EvLab fMRI preprocessing and analysis pipeline (evlab.mit.edu): a complete pipeline combining SPM and CONN functionality for task activation analyses of fMRI data

EL command-line quick-guide:

INITIALIZATION

Initialization and configuration routines

>> conn module EL init

EL module initialization

>> el remote on|off

(optional) connects/disconnects using SSH to remote server where data is stored (default: data is locally accessible) 

(note: use 'conn_remotely setup' in host to enable remote access, see Remote configuration for details)

>> el root.subjects [your_root_folder]

(optional) points to subjects folder (default: indicated by .../conn/modules/el/root.subjects symbolic link)

>> el root.pipelines [your_pipelines_folder]

(optional) points to preprocessing pipelines folder  (default:  .../conn/modules/el)

>> el root.tasks [your_task_folder]

(optional) points to analysis tasks folder  (default:  indicated by .../conn/modules/el/root.tasks symbolic link)

DATA PREPROCESSING

fMRI data import and preprocessing

>> el preprocessing [subject_ID]

Imports and preprocess data from one subject using the default preprocessing pipeline (e.g. DefaultMNI_PlusStructural)

>> el preprocessing [subject_ID] [pipeline_ID]

Imports and preprocess data from one subject using a custom preprocessing pipeline

>> el preprocessing.[main|alt] [subject_ID] [pipeline_ID]

Same as el preprocessing ...  but explicitly specifying whether the preprocessing output files are saved in the same folder as the input functional/anatomical files (preprocessing.main option, useful when running a fixed/single preprocessing pipeline on your data) or in a separate folder named after the specific pipeline_ID used (preprocessing.alt option, useful when running multiple/different preprocessing pipelines on the same dataset)

>> el preprocessing.append [subject_ID] [pipeline_ID_1] [pipeline_ID_2]

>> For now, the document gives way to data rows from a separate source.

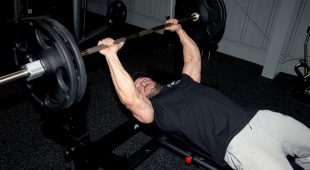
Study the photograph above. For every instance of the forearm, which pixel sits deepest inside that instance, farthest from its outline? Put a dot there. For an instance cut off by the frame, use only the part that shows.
(191, 56)
(122, 81)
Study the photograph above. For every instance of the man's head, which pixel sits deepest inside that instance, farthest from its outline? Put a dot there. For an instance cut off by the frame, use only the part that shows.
(146, 86)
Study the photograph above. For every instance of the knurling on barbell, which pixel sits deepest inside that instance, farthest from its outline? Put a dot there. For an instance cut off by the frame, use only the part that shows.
(193, 17)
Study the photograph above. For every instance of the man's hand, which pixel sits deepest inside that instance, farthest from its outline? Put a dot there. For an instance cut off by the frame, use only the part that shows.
(112, 47)
(173, 25)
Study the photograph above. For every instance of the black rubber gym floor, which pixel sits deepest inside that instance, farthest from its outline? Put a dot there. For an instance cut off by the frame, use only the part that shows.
(24, 146)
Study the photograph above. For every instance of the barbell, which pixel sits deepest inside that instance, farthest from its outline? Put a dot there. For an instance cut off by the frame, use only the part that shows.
(52, 64)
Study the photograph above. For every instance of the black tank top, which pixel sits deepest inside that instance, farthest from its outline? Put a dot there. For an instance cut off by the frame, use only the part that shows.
(205, 116)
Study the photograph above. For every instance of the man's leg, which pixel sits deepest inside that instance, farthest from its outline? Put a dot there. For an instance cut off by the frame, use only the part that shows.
(255, 149)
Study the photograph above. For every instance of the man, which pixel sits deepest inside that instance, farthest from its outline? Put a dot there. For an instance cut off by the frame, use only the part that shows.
(243, 140)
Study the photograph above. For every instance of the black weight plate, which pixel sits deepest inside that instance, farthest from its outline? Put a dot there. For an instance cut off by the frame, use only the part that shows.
(56, 90)
(79, 66)
(209, 28)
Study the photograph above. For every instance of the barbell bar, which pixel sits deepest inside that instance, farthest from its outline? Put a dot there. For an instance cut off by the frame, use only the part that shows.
(193, 17)
(54, 69)
(35, 69)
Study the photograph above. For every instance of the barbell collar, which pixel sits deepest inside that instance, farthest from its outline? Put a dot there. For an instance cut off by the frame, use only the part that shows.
(30, 71)
(14, 76)
(193, 17)
(35, 69)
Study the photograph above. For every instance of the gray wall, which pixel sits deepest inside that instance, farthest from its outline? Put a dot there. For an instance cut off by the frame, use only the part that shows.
(270, 33)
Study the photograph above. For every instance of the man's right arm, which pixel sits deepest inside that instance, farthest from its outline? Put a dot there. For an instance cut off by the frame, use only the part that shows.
(191, 52)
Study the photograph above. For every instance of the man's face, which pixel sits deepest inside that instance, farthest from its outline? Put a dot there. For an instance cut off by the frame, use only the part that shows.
(146, 86)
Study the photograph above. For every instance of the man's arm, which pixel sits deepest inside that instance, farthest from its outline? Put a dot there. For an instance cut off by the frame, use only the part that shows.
(139, 105)
(191, 53)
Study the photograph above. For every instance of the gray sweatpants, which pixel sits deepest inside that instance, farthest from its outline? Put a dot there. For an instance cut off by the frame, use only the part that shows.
(266, 141)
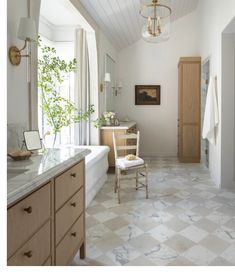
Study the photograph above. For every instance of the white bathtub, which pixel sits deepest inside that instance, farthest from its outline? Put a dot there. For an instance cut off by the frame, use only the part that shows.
(96, 170)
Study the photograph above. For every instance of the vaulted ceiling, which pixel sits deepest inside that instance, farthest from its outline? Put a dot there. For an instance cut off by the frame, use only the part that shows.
(120, 19)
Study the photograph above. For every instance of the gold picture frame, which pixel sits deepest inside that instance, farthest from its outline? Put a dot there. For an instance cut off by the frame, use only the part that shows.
(147, 94)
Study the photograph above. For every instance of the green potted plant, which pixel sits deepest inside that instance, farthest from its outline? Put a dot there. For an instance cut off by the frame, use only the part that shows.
(59, 111)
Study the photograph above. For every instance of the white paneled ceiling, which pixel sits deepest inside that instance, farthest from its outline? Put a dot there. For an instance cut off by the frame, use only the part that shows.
(120, 19)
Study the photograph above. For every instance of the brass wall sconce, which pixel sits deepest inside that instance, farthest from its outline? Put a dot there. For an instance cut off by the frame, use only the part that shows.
(27, 33)
(107, 79)
(117, 88)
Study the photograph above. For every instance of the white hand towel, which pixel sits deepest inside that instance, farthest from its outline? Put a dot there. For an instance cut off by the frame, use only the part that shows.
(211, 117)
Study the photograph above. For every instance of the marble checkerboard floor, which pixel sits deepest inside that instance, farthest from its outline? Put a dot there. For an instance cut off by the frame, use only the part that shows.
(185, 221)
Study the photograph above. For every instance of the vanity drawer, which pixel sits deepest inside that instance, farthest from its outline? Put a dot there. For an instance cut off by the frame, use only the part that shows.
(26, 217)
(68, 183)
(35, 251)
(71, 242)
(68, 214)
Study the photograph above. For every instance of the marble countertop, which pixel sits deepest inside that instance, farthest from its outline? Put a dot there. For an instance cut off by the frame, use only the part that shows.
(123, 125)
(25, 176)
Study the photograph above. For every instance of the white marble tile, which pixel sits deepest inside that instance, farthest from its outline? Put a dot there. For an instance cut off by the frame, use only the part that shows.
(194, 233)
(218, 218)
(161, 255)
(123, 255)
(199, 255)
(97, 232)
(189, 217)
(162, 233)
(226, 234)
(161, 204)
(129, 232)
(229, 254)
(206, 195)
(228, 195)
(104, 216)
(161, 216)
(187, 204)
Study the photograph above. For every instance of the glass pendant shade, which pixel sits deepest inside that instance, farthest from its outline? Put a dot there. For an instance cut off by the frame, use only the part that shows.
(156, 22)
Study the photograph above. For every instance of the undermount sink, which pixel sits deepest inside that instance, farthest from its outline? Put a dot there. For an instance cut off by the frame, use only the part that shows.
(13, 172)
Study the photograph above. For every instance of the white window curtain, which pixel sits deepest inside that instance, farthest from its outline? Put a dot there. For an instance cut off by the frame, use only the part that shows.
(82, 87)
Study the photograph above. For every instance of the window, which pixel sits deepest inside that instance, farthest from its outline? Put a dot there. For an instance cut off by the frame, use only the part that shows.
(65, 50)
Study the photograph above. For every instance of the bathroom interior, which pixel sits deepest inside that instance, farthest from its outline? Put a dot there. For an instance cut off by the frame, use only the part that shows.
(87, 80)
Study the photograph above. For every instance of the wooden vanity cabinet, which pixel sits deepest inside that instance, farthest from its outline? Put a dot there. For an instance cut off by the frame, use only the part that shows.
(48, 226)
(70, 217)
(107, 139)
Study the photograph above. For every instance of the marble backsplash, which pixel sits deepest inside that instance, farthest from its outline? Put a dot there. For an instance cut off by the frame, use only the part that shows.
(15, 136)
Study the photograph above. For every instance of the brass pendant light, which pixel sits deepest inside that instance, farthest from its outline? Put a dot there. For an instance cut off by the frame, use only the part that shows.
(157, 22)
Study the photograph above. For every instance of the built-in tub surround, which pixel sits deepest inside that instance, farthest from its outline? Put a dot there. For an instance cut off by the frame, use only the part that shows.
(123, 125)
(28, 175)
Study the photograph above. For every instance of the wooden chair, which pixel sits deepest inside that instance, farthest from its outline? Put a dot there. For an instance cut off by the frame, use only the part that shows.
(123, 168)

Runs additional preprocess steps (pipeline_ID_2) on an already preprocessed dataset (pipeline_ID_1). This allows editing/modifying an already preprocessed dataset

>> el preprocessing.qa [subject_ID] [pipeline_ID]

Creates Quality-Control plots evaluating the output of a preprocessing pipeline

>> el preprocessing.qa.plot [subject_ID] [pipeline_ID]

Displays previously-computed Quality-Control plots evaluating the output of a preprocessing pipeline

>> el select [subject_ID] [pipeline_ID]

>> [QC_vals, QC_names] = el('module', 'get', 'l2covariates')

Returns previously-computed Quality-Control variables evaluating the output of a preprocessing pipeline

>> el open [subject_ID] [pipeline_ID]

Displays subject's data in CONN gui

>> el submit preprocessing ...

Same as el preprocessing ...  but preprocessing steps are run by other nodes/computers within your HPC or cluster computer environment 

DATA ANALYSIS

fMRI data first-level model and contrast estimation

>> el model [subject_ID] [pipeline_ID] [model_ID]

Runs 1st-level model and contrast estimation

>> el model [subject_ID] [pipeline_ID] [model_ID] [options_ID]

Runs 1st-level model and contrast estimation using custom estimation options

>> el model.contrast [subject_ID] [pipeline_ID] [model_ID] [options_ID]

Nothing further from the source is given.